Everyone’s talking about it, so we might as well address it: Emilio Bonifacio is the greatest player in the history of baseball. The Nats, as you recall, used to own the rights to Bonifacio, acquired from the Diamondbacks for Jon Rauch. They could have used him any way they saw fit. What they chose to do with this latter-day Honus Wagner was trade him for pennies on the dollar, using him as one of the key pieces for getting Josh Willingham and Scott Olsen. And what did the former National do when he finally had a chance to take it to his old team? He demolished them, going 4 for 5 with 4 R, 3 SB and an inside the park HR. What regrets we must have that he is no longer on the team!
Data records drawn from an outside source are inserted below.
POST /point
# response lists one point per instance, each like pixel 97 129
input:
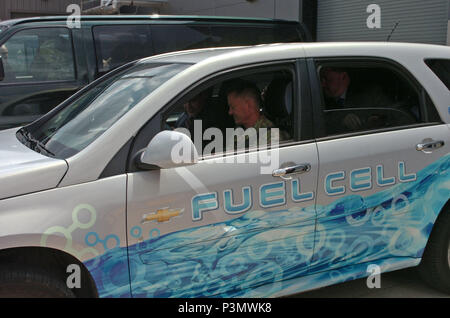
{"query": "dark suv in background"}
pixel 43 61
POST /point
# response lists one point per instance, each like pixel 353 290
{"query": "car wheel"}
pixel 435 265
pixel 32 284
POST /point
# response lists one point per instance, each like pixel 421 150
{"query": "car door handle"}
pixel 430 146
pixel 283 172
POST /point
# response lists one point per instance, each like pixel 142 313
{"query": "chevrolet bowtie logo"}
pixel 162 215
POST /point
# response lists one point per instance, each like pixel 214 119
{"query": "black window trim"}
pixel 430 59
pixel 154 124
pixel 316 92
pixel 75 80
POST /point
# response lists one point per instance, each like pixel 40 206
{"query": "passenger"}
pixel 244 100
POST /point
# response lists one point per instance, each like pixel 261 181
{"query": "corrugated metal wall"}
pixel 12 8
pixel 419 21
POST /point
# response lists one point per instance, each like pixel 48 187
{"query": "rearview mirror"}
pixel 2 70
pixel 168 149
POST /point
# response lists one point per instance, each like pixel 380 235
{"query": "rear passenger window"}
pixel 169 38
pixel 252 35
pixel 442 69
pixel 120 44
pixel 370 96
pixel 36 55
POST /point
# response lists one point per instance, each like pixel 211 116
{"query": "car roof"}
pixel 153 17
pixel 291 50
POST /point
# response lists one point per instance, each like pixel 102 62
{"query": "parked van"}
pixel 44 60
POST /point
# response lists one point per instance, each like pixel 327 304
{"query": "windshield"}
pixel 82 121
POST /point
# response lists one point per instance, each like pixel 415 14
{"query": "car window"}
pixel 360 98
pixel 222 117
pixel 252 35
pixel 119 44
pixel 75 126
pixel 168 38
pixel 36 55
pixel 442 69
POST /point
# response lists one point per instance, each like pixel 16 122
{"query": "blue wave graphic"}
pixel 255 256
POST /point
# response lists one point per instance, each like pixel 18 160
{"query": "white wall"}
pixel 278 9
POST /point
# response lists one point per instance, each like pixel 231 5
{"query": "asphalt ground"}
pixel 403 283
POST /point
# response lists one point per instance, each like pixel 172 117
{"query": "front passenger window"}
pixel 221 117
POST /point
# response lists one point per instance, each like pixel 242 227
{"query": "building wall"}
pixel 419 21
pixel 25 8
pixel 277 9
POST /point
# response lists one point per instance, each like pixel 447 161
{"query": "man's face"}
pixel 334 83
pixel 239 108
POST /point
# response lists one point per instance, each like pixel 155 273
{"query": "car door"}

The ubiquitious Nationals Journal on the washingtonpost.com has asked for predictions on the season. Many of them are the predictions I wanted to make, but hadn’t yet put forth on this page. So I’ll just follow his suggestions, and get these in just in time before the season starts.
1. 2009 win total – 78
2. Attendance at Nationals Park (81 dates; last year’s was 2.32 million) – 2.41 million
3. All-star representative(s) - Adam Dunn
4. Adam Dunn’s home run total – 39
5. Date of Stephen Strasburg’s major league debut - April 6, 2010
It’s finally here – the first day of the season for everyone except the Phillies and the Braves. After a long Spring Training that included the WBC, it’s time to play games that really really count. The Nats get it started against the Marlins, and you’ve gotta assume these 2 teams will be battling it out for 4th place by the end of the season. What may be most interesting to alot of fans is the RFer for the Nats. Austin Kearns will be starting over Elijah Dukes. The main reason for this is that Dukes has an abysmal spring, while Kearns hit very well. Whether Kearns can carry on his good numbers for the remainder of the season, or even the start of the season, remains to be seen.